Storage request for datasets published by research team
The research team would like to release public datasets hosted on wikimedia infrastructure. These datasets are dumps-esque in nature, consisting of a number of larger files that together represent a full dataset.
Following a conversation with Lukasz, this storage request is for a proof of concept dataset that the research team will use to develop the process and tooling for future datasets. We will also request additional storage resources for the upcoming Misc swift cluster.
PoC Dataset
The dataset to serve as a proof of concept are the commons images at a 300px thumbnail resolution, released for machine learning research. The total size of the dataset is ~3TB, stored in e.g. 3000 files that are ~1GB each. The files are gzipped, newline delimited json strings; each line corresponds to an image, and the columns include the base64 encoded image bytes. The dataset is generated using spark on the data engineering cluster, so the number and size of the files is configurable.
Growth
Generally:
- no duplicated data. ie. if there is a monthly schedule to update the dataset, the growth of the dataset comes from the additional data from the new month.

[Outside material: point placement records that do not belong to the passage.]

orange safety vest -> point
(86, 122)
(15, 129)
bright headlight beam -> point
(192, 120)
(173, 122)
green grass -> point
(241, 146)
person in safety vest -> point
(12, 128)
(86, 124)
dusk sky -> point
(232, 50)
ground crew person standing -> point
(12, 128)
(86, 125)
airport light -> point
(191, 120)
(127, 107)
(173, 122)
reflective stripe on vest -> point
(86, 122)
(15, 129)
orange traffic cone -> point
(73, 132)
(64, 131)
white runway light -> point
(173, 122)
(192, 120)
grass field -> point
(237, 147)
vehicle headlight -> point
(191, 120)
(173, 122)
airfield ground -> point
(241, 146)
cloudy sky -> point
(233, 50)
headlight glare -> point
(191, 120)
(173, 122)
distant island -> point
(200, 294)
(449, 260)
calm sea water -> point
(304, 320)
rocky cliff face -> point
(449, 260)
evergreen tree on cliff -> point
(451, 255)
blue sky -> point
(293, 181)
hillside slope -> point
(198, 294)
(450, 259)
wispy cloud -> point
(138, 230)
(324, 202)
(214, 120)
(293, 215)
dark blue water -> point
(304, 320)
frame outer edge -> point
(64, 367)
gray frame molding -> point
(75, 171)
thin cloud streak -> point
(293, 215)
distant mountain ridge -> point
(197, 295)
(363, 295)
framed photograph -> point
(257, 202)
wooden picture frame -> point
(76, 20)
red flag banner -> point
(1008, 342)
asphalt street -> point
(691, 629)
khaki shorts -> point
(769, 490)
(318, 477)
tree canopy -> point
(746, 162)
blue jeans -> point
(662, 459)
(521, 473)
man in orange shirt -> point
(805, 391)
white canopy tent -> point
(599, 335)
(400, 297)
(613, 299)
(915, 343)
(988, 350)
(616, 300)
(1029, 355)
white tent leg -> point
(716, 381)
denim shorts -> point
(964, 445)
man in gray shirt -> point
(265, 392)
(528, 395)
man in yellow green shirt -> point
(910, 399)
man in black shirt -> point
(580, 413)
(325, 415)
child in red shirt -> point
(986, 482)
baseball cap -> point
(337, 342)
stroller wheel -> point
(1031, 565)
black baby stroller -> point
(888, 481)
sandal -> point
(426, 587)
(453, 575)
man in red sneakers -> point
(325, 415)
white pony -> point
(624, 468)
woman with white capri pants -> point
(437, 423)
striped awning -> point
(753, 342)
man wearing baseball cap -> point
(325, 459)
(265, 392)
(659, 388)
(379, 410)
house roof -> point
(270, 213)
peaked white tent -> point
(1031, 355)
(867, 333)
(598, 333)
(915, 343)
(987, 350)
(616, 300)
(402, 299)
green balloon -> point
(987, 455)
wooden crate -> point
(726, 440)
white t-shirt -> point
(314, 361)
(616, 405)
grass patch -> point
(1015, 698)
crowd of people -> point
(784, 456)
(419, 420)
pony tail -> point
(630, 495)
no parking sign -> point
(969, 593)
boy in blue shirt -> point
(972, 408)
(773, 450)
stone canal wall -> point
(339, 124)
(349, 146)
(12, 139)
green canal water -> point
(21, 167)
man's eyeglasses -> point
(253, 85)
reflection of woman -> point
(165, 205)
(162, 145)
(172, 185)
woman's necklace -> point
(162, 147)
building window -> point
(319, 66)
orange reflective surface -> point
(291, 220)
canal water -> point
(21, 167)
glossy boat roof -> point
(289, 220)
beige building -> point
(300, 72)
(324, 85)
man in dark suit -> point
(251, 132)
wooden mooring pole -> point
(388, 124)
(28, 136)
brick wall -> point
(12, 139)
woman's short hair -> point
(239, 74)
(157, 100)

- not all datasets need to be regularly updated
- for data privacy reasons, some data might be deleted after a period of time; resulting in a little growth over time
For the poc dataset, the growth would mirror the growth of the commons images; though we don't expect to update the poc dataset regularly before moving to the new misc swift cluster.
Expected traffic / hit rate
Datasets released by team are generally used for academic research. This results in a burst of traffic for the initial download of the data, possibly from a distributed system. In addition, upon initial release of a dataset, there are possibly multiple users that download the dataset concurrently.
- overall, few distinct users that download data
- expect most users to download the full dataset
- a partitioning scheme can be used to enable downloading subsets of the data. The partitioning depends on the type of dataset, most common is to use wiki project and/or time based partitions (e.g. "commons/2021/10/15/file001_005.json.gzipped")
Given the above usage description, I am not sure whether the hit rate is meaningful in this context.
Permissions for writing (new account)
Likely, a new account and/or swift container for swift container is needed?
Misc swift cluster
What is the process for requesting resources on the future misc swift cluster?